L'affaire remonte au 23 janvier. Deux salariés de Cegelec travaillent sur un chantier de maintenance industrielle chez le sidérurgiste Arcelor Mittal Dunkerque. Selon Laurent Vangrevenynghe, délégué CGT du personnel et secrétaire adjoint du comité d'entreprise de Cegelec, et Éric Fatoux, délégué syndical central CGT de Cegelec, les deux hommes, dans une nacelle, se livrent à une opération de démontage. Or, des tuyaux empêchent d'accéder à la partie supérieure du chantier. Ils auraient pris des risques avec la sécurité, selon un ingénieur d'Arcelor Mittal. Il leur demande de descendre. La suite ? Une convocation à un entretien « pouvant aller jusqu'au licenciement », selon la formule usuelle.
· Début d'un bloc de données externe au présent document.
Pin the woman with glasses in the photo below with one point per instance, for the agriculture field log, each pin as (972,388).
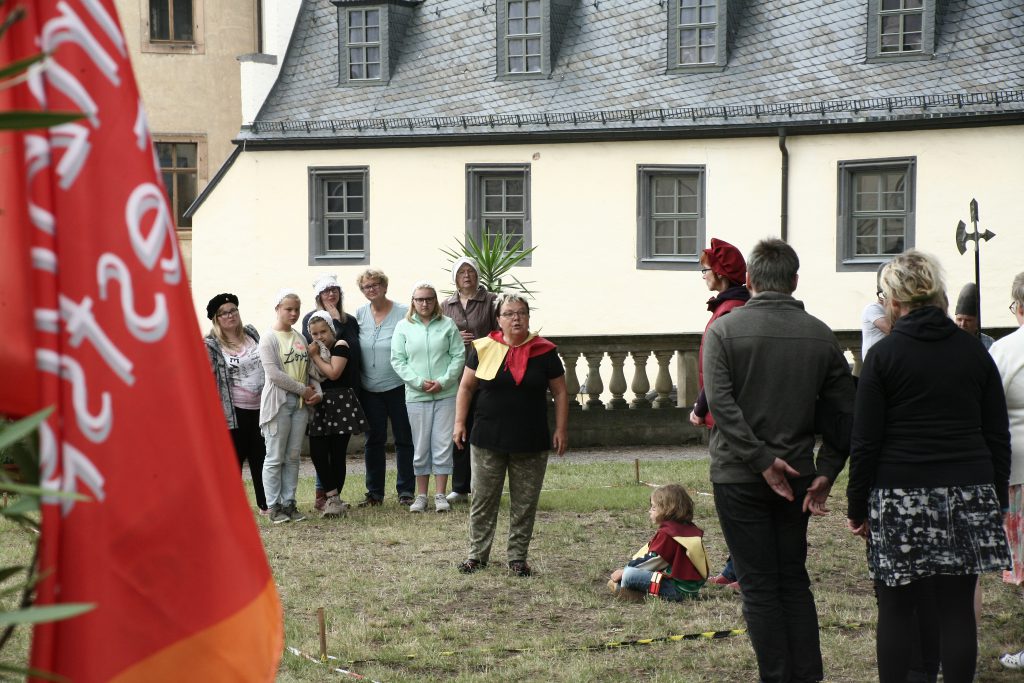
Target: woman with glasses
(329,298)
(1009,356)
(427,353)
(383,394)
(472,308)
(929,471)
(511,371)
(233,350)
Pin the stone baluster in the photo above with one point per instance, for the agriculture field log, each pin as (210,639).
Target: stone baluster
(594,384)
(686,371)
(663,383)
(617,383)
(571,383)
(640,385)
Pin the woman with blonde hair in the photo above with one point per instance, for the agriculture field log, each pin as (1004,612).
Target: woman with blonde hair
(233,350)
(283,414)
(427,353)
(929,466)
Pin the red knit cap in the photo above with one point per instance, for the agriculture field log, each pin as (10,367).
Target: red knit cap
(726,260)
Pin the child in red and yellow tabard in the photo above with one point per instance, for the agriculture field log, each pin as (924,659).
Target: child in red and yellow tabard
(673,565)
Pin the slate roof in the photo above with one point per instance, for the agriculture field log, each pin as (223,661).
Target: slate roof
(790,60)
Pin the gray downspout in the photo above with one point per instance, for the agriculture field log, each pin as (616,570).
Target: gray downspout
(784,217)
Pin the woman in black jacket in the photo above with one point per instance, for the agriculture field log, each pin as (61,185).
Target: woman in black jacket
(929,466)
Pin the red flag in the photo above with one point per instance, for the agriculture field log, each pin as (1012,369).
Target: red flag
(167,548)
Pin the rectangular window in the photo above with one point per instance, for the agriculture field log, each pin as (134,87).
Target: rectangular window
(901,26)
(671,220)
(522,36)
(876,210)
(697,32)
(171,20)
(339,215)
(364,44)
(498,204)
(179,169)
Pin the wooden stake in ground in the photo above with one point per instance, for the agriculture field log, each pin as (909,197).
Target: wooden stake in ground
(323,630)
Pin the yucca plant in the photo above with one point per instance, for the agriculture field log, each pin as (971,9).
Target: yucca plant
(497,255)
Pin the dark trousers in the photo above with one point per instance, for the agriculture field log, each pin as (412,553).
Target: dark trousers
(379,408)
(767,538)
(249,446)
(462,472)
(328,454)
(948,601)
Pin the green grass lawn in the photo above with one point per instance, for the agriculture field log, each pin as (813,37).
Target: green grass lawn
(395,604)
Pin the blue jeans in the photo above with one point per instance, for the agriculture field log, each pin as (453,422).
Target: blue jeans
(379,408)
(284,441)
(767,538)
(432,423)
(639,580)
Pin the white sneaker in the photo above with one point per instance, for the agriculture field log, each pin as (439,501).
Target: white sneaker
(334,507)
(420,504)
(1013,660)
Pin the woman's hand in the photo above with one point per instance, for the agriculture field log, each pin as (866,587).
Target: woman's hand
(858,527)
(459,434)
(560,441)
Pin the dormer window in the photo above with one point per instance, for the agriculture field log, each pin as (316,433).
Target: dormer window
(370,34)
(529,33)
(522,37)
(900,29)
(364,44)
(696,35)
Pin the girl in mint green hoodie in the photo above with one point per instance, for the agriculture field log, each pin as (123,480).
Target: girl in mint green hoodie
(428,354)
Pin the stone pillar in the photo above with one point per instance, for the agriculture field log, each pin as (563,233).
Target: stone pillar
(594,384)
(686,370)
(641,385)
(571,383)
(617,383)
(663,383)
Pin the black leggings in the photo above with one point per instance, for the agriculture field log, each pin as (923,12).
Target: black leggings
(939,611)
(328,454)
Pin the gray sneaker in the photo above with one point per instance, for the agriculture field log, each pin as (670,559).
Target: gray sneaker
(293,513)
(334,507)
(278,514)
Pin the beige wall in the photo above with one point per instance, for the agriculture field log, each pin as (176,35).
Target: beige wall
(251,235)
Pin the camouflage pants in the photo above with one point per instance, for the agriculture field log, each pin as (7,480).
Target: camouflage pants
(525,471)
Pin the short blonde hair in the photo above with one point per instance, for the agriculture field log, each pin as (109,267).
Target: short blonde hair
(672,502)
(915,280)
(371,273)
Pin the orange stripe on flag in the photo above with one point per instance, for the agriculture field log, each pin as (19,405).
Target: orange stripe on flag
(245,646)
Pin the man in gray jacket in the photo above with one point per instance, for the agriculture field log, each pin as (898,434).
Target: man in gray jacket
(767,367)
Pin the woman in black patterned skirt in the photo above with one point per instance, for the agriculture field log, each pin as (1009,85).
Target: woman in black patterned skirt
(338,416)
(929,466)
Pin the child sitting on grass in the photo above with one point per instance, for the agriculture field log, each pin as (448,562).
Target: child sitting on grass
(673,565)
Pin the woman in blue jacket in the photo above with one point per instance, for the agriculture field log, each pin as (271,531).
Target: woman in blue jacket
(427,353)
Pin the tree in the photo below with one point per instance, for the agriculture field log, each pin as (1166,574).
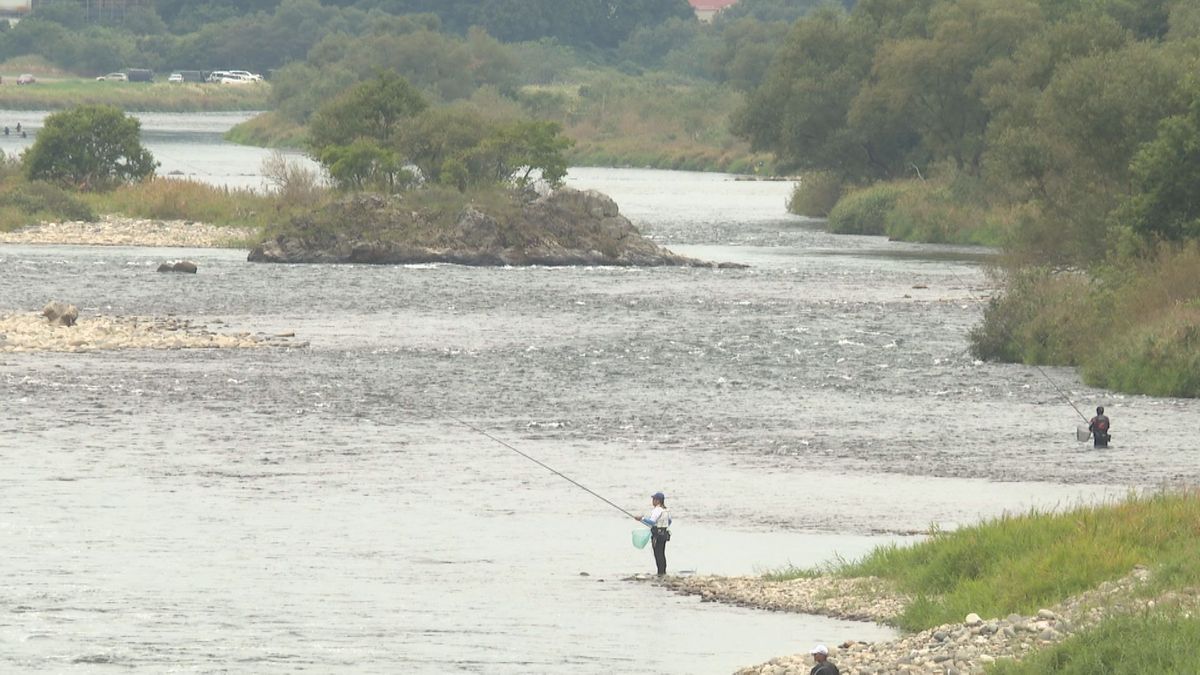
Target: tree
(89,148)
(1167,175)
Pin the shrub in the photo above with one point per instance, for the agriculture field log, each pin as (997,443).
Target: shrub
(1043,317)
(28,202)
(815,195)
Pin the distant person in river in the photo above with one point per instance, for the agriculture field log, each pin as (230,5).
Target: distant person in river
(659,523)
(823,667)
(1099,429)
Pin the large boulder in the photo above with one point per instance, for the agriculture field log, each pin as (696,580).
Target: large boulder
(565,227)
(186,267)
(60,314)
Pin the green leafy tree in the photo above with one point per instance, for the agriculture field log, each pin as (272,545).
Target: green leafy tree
(89,148)
(376,109)
(1165,203)
(358,136)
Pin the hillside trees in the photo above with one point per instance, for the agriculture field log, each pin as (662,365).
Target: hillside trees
(370,135)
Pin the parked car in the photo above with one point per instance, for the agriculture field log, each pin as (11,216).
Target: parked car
(246,75)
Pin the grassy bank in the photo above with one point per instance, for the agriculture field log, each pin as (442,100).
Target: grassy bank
(1163,643)
(615,121)
(1020,563)
(1135,329)
(57,94)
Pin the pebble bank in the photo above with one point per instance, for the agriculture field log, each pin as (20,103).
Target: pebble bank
(33,333)
(953,649)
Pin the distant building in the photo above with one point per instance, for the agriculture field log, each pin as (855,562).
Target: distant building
(708,9)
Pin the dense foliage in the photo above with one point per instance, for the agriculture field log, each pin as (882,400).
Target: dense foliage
(89,148)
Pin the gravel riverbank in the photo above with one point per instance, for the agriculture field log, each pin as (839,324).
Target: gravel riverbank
(954,649)
(120,231)
(31,333)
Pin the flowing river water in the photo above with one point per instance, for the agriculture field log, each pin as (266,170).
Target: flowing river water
(325,508)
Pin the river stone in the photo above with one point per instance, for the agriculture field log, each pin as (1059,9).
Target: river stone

Les deux salariés - dix-sept ans d'expérience chez Cegelec - portaient leurs équipements de protection et étaient harnarchés, assurent les syndicalistes.
Selon eux, la faute n'est pas à rechercher de leur côté, mais dans les lacunes dans l'élaboration du plan de prévention et dans la coordination entre Cegelec et Arcelor Mittal pour évaluer les risques.
Opposée à toute sanction, la CGT a lancé un appel à la mobilisation. Il a débouché, hier en début de matinée, sur un rassemblement d'une petite centaine de personnes selon le syndicat, devant la société, à Fort-Mardyck.
Finalement, il n'y aura aucun licenciement. La rencontre hier matin entre Roger Delrue, responsable des ressources humaines à Cegelec, et les salariés s'est terminée par une « mise en garde ». MM. Vangrevenynghe et Fatoux en concluent que les plans de prévention doivent être élaborés avec la plus grande rigueur.
> La direction de Cegelec n'a pas souhaité s'exprimer sur ce sujet.